Dans le rapport intitulé « Mobiliser des ressources à grande échelle pour le financement du développement de la République centrafricaine dans un monde fragmenté » et rendu public le 19 août 2026, le Groupe de la Banque africaine de développement (BAD) estime également que le déficit budgétaire global a reculé à 3,5 % du PIB en 2025, contre 5,1 % en 2024, tandis que la dette publique a atteint 59 % du PIB, contre 58 % en 2024. Le déficit du compte courant de la balance des paiements s’est quant à lui établit à 7,4 % du PIB en 2025, contre 9 % en 2024.
Par ailleurs, les perspectives de croissance pour 2026-2027 dépendront de la stabilité sécuritaire, de la disponibilité de l’énergie et de la mise en œuvre des projets structurants dans l’énergie, les transports et le développement agro-industriel. Elles projettent un taux de croissance du PIB réel à 2,9% en 2026 et 3,9% en 2027, une inflation qui pourrait dépasser la cible communautaire de 3%, et un déficit budgétaire global qui devra se situer entre 3,5% en 2026 et 3% en 2027.
« La reprise économique observée en 2025, avec une croissance du PIB réel de 3,3 %, après 1,8 % en 2024 et 0,7 % en 2023, est encourageante.

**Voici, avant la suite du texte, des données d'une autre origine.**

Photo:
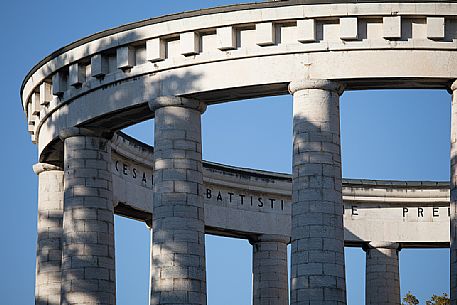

Mais cette reprise demeure insuffisante pour répondre à l’ampleur de nos besoins sociaux, créer suffisamment d’emplois et améliorer durablement les conditions de vie de nos populations », a noté Marc Mandaba, ministre centrafricain de l’Économie, du Plan et de la Coopération Internationale et gouverneur à la Banque pour la RCA, lors de la cérémonie de présentation du document à Bangui.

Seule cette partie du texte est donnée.